“I confess that the only fear I have in regard to republican institutions is whether, in our day, any adequate remedy will be found for this incoming flood of the power of incorporated wealth.”—Wendell Phillips, address in The Music Hall, Boston, October 31, 1871, in Wendell Phillips, Speeches, Lectures and Letters: Second Series (1891)
Today marks the bicentennial of the birth of Wendell Phillips (1811-1884), who was enormously famous in his own time, considerably less so in ours. I have no doubt that if he were alive today, Bill O’Reilly would call this Boston blueblood (a Mayflower descendant with enough inherited wealth, between himself and his wife, to leave his job and concentrate on public speaking) a “patrician pinhead,” or perhaps even worse.
Phillips deserves to be better remembered. As the United States continues to wrestle with questions involving racial and economic equality, his causes and his method of promoting them—full-throated, uncompromising advocacy—remain as pertinent today as they did when he unsettled the conscience of 19th-century America.
For a short but provocative analysis of Phillips’ life and thought, you can’t do much better than Richard Hofstadter’s brilliant The American Political Tradition and the Men Who Made It (1948). Indeed, it’s one of the strongest chapters in that history.
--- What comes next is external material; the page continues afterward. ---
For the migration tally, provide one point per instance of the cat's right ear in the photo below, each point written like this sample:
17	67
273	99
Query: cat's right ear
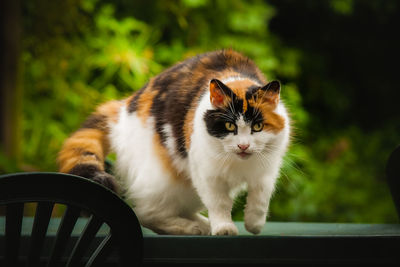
219	93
As Nation columnist Jon Winer wrote, in a post for the blog History News Network: “even today, when the left famously dominates academia, who would have the chutzpah to put this abolitionist and socialist on the same plane as Jefferson, Lincoln and FDR?”
Unlike many of the other 11 portraits in the book--notably, Jefferson, William Jennings Bryan, and Theodore and Franklin Roosevelt--the chapter on Phillips doesn’t really take this agitator to task. In fact, he’s celebrated as a voice for “resistance and rebellion.” Moreover, Hofstadter contended, there was something hypocritical about castigating Phillips for “standing always for extremes that public opinion would not sustain”: “Somehow the same historians who have been indulgent with men who exaggerated because they wanted to be elected have been extremely severe with men who exaggerated because they wanted to free the slaves.”
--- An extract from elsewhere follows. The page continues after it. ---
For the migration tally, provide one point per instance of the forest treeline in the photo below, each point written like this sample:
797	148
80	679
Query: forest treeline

To be sure, Phillips could be intemperate in his rhetoric—comparing the South, for instance, to a giant brothel for its subjugation of female slaves. And his refusal to endorse Abraham Lincoln for a second term--even after the President had issued the Emancipation Proclamation, and the only conceivable alternative was a Democratic Party and candidate (George McClellan) with no real interest in doing anything about slavery--makes you wonder if he was willing to lose all in an effort to gain all--a stance that will seem quite familiar to those on left-wing Democrats today so sorely disappointed with Barack Obama that they're thinking of throwing their votes away in the next election. (Even as Phillips mourned Lincoln’s assassination, he reflected that perhaps his death had removed one of the most formidable foes of a universal franchise for freedmen--a thought that turned out to be unbelievably mistaken when the President’s successor, Andrew Johnson, turned out to be not merely considerably worse but positively reactionary. There is an excellent chance, of course, for the same outcome in 2012.)
Yet the movements that Phillips supported, considered decidedly fringe at the time--abolitionism, women’s suffrage, Irish independence, and the rights of labor--would in time carry the day. Unlike many in the Republican Party, he did not abandon the struggle for equal rights when the Civil War was over, but pressed on to strike at the gap between rich and poor that was already opening up at the dawn of the Gilded Age. “The social civilization which condemns every third man in it to be below the average in the nourishment God prepared for him, did not come from above; it came from below; and the sooner it goes down, the better,” he told the International Grand Lodge of the Knights of Saint Crispin in April 1872.
He used another argument, in this same address on “The Labor Question,” that echoes strongly today: “Let the debts of the country be paid, abolish the banks, and let the government lend every Illinois farmer (if he wants it), who is now borrowing money at ten per cent, money on the half-value of his land at three per cent. The same policy that gave a million acres to the Pacific Railroad, because it was a great national effort, will allow of our lending Chicago twenty millions of money, at three per cent, to rebuild it.”
It’s not hard to think of what Phillips would say today: If we can bail out Wall Street, can’t those Americans who have seen their homes foreclosed be helped, too?